Mignano Montelungo Nessuna commemorazione per ricordare la partigiana di Caspoli. Michelina De Cesare, nata il 28 Ottobre 1841 a Mignano, in Terra di Lavoro  in una famiglia poverissima e che, rimasta vedova del primo marito, si sposò con Francesco Guerra nel 1862 o 1863, un soldato borbonico che, come tanti altri, non volle tradire il giuramento di soldato e passare in un esercito nemico, capo di una banda di cui faceva parte anche Michelina e dove, pur essendo donna, ricopriva un ruolo di comando, come dimostrano le armi da lei possedute: una pistola e un fucile a due colpi. Visto che l’Esercito Italiano non riusciva a sconfiggere i briganti, che controllavano vasti territori, rischiando seriamente di essere ricacciato, fu di nuovo intrapresa un’operazione di corruzione attraverso denaro e privilegi, lo stesso metodo che portò al tradimento di vari ufficiali, soldati e politici borbonici nel 1860/1861. A tradire Michelina Di Cesare fu il cugino Giovanni, che portava il suo stesso cognome e condusse i soldati al loro nascondiglio. Lì furono sorpresi nel sonno e uccisi Francesco Guerra e Michelina, e i loro corpi furono denudati, fotografati e messi in mostra nella piazza principale della città. Dai documenti fotografici si può guardare il corpo di Michelina con evidenti tumefazioni e segni di percosse, tanto da poter essere ipotizzabile che ella sia stata ammazzata dopo aver subìto delle torture.
“Aveva un cuore di donna e della donna, per quel che poteva in quella vita randagia, assecondava qualche vanità. Le piaceva anche farsi fotografare. Portava con sé una foto che la ritraeva seduta su uno sgabello, con indosso l’abito tradizionale della sua terra, il fucile in una mano, il revolver nell’altra e un lungo pugnale alla cintola, ma con un viso che, pur serio, non aveva niente di barbaro o feroce, il viso grazioso e fresco di una ventenne che sembrava stesse recitando la parte della brigantessa al teatro della parrocchia. E ne aveva anche un’altra, scattata nella stessa occasione e con lo stesso abito, in cui se ne stava in piedi con un avambraccio appoggiato alla canna del fucile, l’altra mano su un fianco e il corpo atteggiato a sciantosa”.
Queste le parole di Silvino Gonzato tratte da “Briganti romantici” che ci danno un breve ma significativo ritratto di Michelina Di Cesare, uccisa giovanissima e fatta passare dalla storia (scritta dal vincitore) per brigante.

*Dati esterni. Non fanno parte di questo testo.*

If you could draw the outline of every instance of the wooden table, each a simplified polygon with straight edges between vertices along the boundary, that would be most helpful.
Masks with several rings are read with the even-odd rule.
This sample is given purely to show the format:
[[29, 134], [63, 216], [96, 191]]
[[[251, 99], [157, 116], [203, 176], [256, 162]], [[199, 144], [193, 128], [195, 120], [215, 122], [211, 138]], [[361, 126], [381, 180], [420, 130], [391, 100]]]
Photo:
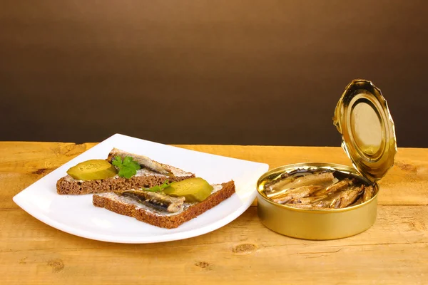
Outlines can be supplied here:
[[[255, 202], [200, 237], [121, 244], [54, 229], [11, 199], [93, 145], [0, 142], [1, 284], [428, 284], [428, 149], [399, 150], [380, 182], [376, 223], [355, 237], [316, 242], [280, 235], [260, 224]], [[310, 161], [350, 165], [339, 147], [179, 146], [271, 168]]]

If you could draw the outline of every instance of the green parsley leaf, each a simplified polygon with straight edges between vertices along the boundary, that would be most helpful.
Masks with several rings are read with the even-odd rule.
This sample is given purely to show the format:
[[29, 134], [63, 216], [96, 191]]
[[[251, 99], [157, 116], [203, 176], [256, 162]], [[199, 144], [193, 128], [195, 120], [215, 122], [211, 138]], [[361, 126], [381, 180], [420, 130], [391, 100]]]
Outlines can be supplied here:
[[140, 165], [130, 156], [126, 157], [123, 160], [120, 156], [116, 156], [111, 164], [119, 169], [118, 175], [121, 177], [129, 179], [137, 174], [137, 170], [141, 169]]
[[143, 188], [146, 191], [151, 191], [151, 192], [162, 192], [163, 191], [163, 190], [165, 188], [166, 188], [167, 187], [168, 187], [169, 185], [170, 185], [171, 183], [169, 183], [168, 180], [165, 180], [163, 182], [163, 183], [162, 183], [162, 185], [160, 186], [153, 186], [151, 188]]

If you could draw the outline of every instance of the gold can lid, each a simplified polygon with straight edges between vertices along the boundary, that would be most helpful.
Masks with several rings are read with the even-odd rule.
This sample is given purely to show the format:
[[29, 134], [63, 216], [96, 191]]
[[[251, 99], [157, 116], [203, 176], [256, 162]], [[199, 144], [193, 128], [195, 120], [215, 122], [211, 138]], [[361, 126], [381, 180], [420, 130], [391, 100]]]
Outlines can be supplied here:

Michelina, invece, fu semplicemente una donna morta per inseguire la sua libertà e quella del suo popolo.
Lo scorso 30 agosto ricorreva l’anniversario dell’assassinio di Michelina Di Cesare e di quanti si ribellarono all’“invasore” dopo l’Unità d’Italia. Nessuno ha pensato a Michelina De Cesare, nella sua Caspoli nessuna commemorazione, niente di niente. Forse la campagna elettorale è troppo impegnativa per ricordare un’eroina perdente, uccisa due volte: dall’invasore e dalle bugie storiche che ogni giorno ne infangano la memoria.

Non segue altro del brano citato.